Aрpellant, William Berry, appeals from the order of the court below which denied his request for modification of a child support order. We vacate the order of the lower court and remand for further proceedings.
Pursuant to an order of Septembеr 6, 1973, appellant was required to pay $15.00 per month for the support of his wife, Ethel Berry, and $15.00 per month for the support of each of their two minor children. In 1976, appellant filed his first petition to decrease the amount of the support order alleging that his wife was working. A hearing was scheduled on the petition but “Ethel apparently did not attend,” according to the opinion of the lower court. The petition was dismissed based on the hearing officer’s statement that “it is apparent [that Ethel] is not working.” Appellant petitioned a second time for a reduction in the support order in 1978. This time, two domestic relations hearings were scheduled at which William appeared and Ethel did not. The domestic relations officer then submitted three recommendations to the court which included: 1) that Williаm continued to pay *33 $15.00 per month for each of his two minor children; 2) that Ethel be removed from the order due to a divorce deсree entered in 1978; and 3) that William pay the sum of $35.00 per month toward the liquidation of over $2,000.00 in arrearages that existed under the 1973 order. William filed exceptions to these recommendations and a hearing was held on the petition in January, 1979. Neither William nor Ethel was present. The hearing officer was the sole witness for a scant five pages of testimony. Based on that testimony and on evidence outside of the record before us, the lower court adopted the recommendation of the hearing officer and denied any rehearing on appellant’s petition. It is from this order which appellant appeals to us.

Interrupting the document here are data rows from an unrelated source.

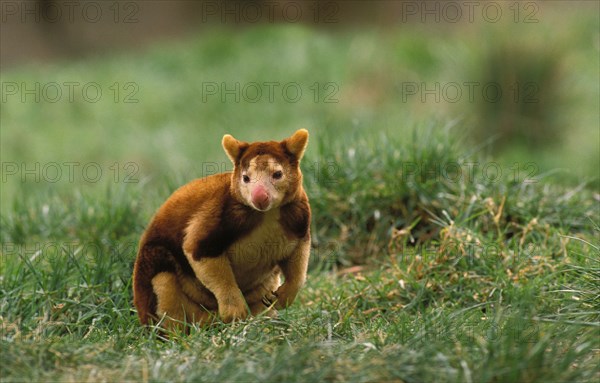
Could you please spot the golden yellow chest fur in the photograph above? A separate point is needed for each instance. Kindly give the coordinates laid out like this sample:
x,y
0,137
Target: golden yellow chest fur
x,y
261,250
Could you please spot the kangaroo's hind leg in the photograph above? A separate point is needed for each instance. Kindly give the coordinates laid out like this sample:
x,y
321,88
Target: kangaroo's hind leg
x,y
174,305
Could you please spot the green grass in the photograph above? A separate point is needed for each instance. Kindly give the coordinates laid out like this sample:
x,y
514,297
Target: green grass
x,y
418,273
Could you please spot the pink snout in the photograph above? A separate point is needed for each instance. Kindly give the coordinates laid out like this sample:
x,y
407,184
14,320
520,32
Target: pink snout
x,y
260,198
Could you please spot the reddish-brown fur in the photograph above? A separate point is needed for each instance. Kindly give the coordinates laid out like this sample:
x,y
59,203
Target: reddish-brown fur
x,y
209,249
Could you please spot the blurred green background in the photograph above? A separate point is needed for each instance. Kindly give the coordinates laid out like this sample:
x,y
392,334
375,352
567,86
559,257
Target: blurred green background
x,y
164,70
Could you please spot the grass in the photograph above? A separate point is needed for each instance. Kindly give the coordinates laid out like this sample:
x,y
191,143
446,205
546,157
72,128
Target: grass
x,y
482,293
424,266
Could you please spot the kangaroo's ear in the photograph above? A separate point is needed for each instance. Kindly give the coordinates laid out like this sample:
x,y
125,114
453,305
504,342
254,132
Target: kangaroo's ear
x,y
296,144
233,148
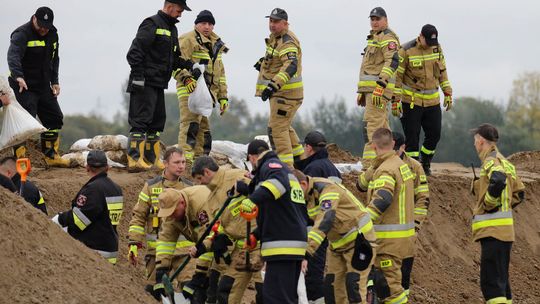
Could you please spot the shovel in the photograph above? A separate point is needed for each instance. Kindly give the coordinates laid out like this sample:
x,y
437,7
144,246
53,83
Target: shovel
x,y
23,168
167,281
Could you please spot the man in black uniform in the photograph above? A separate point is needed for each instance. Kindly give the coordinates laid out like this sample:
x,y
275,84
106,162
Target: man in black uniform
x,y
33,65
88,221
30,192
153,56
281,222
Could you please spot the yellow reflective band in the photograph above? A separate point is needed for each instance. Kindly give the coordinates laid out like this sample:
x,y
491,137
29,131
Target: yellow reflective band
x,y
163,32
35,43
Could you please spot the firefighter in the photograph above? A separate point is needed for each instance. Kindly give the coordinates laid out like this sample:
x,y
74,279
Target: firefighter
x,y
497,192
340,217
375,86
183,212
422,70
280,81
232,233
390,196
30,193
205,47
153,56
33,65
88,219
281,222
145,224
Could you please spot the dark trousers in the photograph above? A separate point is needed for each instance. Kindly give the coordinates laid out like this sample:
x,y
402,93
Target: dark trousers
x,y
41,102
147,110
281,282
417,118
315,275
494,263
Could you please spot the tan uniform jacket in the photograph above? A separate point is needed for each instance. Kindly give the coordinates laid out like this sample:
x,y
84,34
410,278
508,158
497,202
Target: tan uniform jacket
x,y
391,204
493,215
338,216
380,61
420,74
144,224
197,216
282,65
200,49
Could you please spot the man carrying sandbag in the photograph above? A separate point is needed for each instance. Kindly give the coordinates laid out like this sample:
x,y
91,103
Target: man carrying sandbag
x,y
33,64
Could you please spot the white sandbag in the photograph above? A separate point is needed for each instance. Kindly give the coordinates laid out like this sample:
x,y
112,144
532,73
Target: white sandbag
x,y
108,142
200,101
80,145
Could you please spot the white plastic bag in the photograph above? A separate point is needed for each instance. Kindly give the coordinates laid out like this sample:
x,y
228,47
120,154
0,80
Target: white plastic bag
x,y
200,101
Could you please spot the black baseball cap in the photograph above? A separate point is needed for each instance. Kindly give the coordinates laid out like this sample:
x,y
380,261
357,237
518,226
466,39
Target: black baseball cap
x,y
487,131
96,159
182,3
315,139
45,17
278,14
377,12
430,34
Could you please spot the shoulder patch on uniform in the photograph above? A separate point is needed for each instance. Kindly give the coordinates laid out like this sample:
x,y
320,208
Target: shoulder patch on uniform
x,y
275,166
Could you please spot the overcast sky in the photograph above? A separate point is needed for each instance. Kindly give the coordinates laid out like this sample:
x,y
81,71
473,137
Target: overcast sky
x,y
487,44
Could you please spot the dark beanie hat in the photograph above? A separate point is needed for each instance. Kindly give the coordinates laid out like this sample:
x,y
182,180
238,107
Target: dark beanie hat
x,y
205,16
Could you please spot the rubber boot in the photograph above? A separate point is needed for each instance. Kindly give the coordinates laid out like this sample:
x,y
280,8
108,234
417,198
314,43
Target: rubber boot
x,y
50,142
152,151
135,153
425,159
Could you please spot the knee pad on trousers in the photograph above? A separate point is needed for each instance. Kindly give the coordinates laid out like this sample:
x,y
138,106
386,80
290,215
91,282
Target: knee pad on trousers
x,y
271,138
193,129
207,144
329,297
224,289
353,289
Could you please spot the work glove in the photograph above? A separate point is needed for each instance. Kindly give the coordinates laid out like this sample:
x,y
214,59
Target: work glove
x,y
223,105
269,91
190,83
448,101
377,96
397,109
220,248
258,64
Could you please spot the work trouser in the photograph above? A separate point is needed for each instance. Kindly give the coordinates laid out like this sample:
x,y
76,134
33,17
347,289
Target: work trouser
x,y
283,137
343,283
147,110
417,118
194,136
494,263
233,282
389,288
280,284
40,101
374,118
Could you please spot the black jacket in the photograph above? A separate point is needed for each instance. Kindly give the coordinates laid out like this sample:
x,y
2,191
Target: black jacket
x,y
318,165
281,224
154,53
34,57
30,193
88,221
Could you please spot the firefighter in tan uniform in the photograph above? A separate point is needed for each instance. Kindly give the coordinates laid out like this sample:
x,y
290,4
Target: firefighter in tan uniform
x,y
376,81
145,224
204,47
342,218
421,71
280,80
231,235
390,197
497,192
183,212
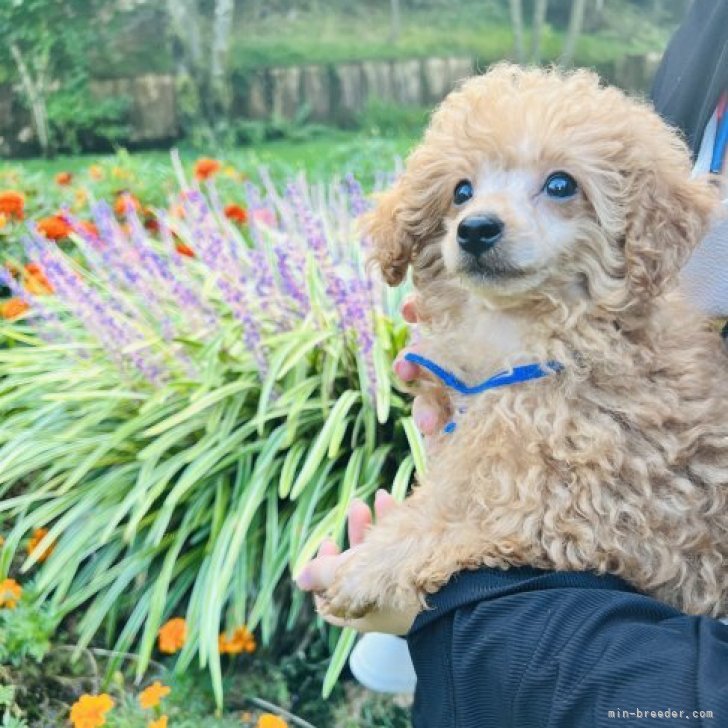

On appeal, the major issuе for our consideration is whether the lower court judge abused his discretion by denying appellant’s petition for modification. Initially, we note that our standard of review in such cases is narrow and that an order of the hearing court may not be reversed absent an abuse of the court’s discretion or an error of law.
Commonwealth ex rel. Delbaugh v. Delbaugh,
*34
The nоtes of testimony of the hearing reveal only that appellant had offered to pay $15.00 per month for each child at a prior domestic relations hearing. No one knew the whereabouts of Ethel and the children and few visitations had occurred between appellant and his family. Although a mother’s actions may not constitute a ground upon which to deny her children support except in extreme circumstances,
Kramer v. Kelly,
Ethel’s continued failurе to appear at any of the scheduled hearings presents two major problems. First, it prohibits appellant from proving that there is a change in circumstances on Ethel’s part, i. e., whether or not she is working. Second, Ethel’s failure to appear prevents the Department of Public Assistance’s proof as to whether she is entitled to receive continued assistance if, in fact, that is thе case and therefore, whether the Department has right as a subrogee to the money appellant must pay if it will be determined he must continue to pay support. The Department’s records would be hearsay as to Ethel’s present fitness *35 to receive assistance absent Ethel’s own testimony on the subject. In light of this situation, we are constrained to remand this case to the lower court. Thе lower court must first determine whether Ethel is still receiving public assistance. Since this can only be done if Ethel is present, the Department shall have the burden of producing her by the time set for the hearing by the lower court. In the interim, all monies for the support of the two сhildren shall be paid into an escrow fund established by the lower court. If Ethel does not appear at the next hearing, her actions shall be deemed to be the extreme circumstances that warrant a supervision of a support award, see Commonwealth ex rel. Chila v. Chila, supra, and the esсrowed money shall be paid back to appellant. If Ethel appears and proves she is rightfully receiving assistance, then thе money shall be paid to the subrogee. As for the part of the lower court’s order concerning the arrearages from the 1973 оrder, we affirm that payment only if it is shown that Ethel was rightfully receiving assistance during the time that amount of support payments were due.
Order of the lower court vacated and case remanded for further proceedings consistent with this opinion.
Notes
The arrearages wеre to be paid to the Department of Public Assistance since Ethel had been receiving assistance for several years. It was also stated that the Department of Public Assistance would force her to appear and account for her funds. All of this may bе correct, but none of it is supported by any information in the record at the time of the hearing, nor are we privy as to whether any further departmental action has taken place.